If in this world all things be matter, this is surely its most immaterial movement. Transition is called for from a precarious, egotistic and incomplete life to a life that shall be fraternal, a little more certain, a little more happy. The spirit must ideally unite that which in the body is actually separate; the individual must sacrifice himself for the race, and substitute for visible things the things that cannot be seen. Need we wonder that the bees do not at the first glance realise what we have not yet disentangled, we who find ourselves at the privileged spot whence instinct radiates from all sides into our consciousness? And it is curious too, almost touching, to see how the new idea gropes its way, at first, in the darkness that enfolds all things that come to life on this earth. It emerges from matter, it is still quite material. It is cold, hunger, fear, transformed into something that as yet has no shape. It crawls vaguely around great dangers, around the long nights, the approach of winter, of an equivocal sleep which almost is death. . . .
[106]
The Xylocopae are powerful bees which worm their nest in dry wood. Their life is solitary always. Towards the end of summer, however, some individuals of a particular species, the Xylocopa Cyanescens, may be found huddled together in a shivering group, on a stalk of asphodel, to spend the winter in common. Among the Xylocopae this tardy fraternity is exceptional, but among the Ceratinae, which are of their nearest kindred, it has become a constant habit. The idea is germinating. It halts immediately; and hitherto has not succeeded, among the Xylocopae, in passing beyond this first obscure line of love.

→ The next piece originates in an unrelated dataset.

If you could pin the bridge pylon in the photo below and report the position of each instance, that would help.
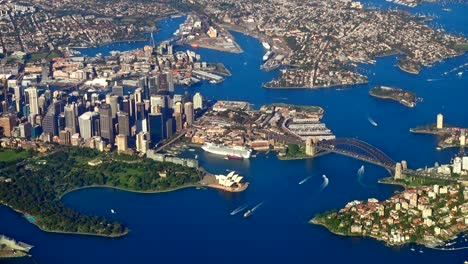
(399, 167)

Among other Apiens, this groping idea assumes other forms. The Chalicodomae of the out-houses, which are building-bees, the Dasypodae and Halicti, which dig holes in the earth, unite in large colonies to construct their nests. But it is an illusory crowd composed of solitary units, that possess no mutual understanding, and do not act in common. Each one is profoundly isolated in the midst of the multitude, and builds a dwelling for itself alone, heedless of its neighbour. “They are,” M. Perez remarks, “a mere congregation of individuals, brought together by similar tastes and habits, but observing scrupulously the maxim of each one for itself; in fact, a mere mob of workers, resembling the swarrn of a hive only as regards their number and zeal. Such assemblies merely result from a great number of individuals inhabiting the same locality.”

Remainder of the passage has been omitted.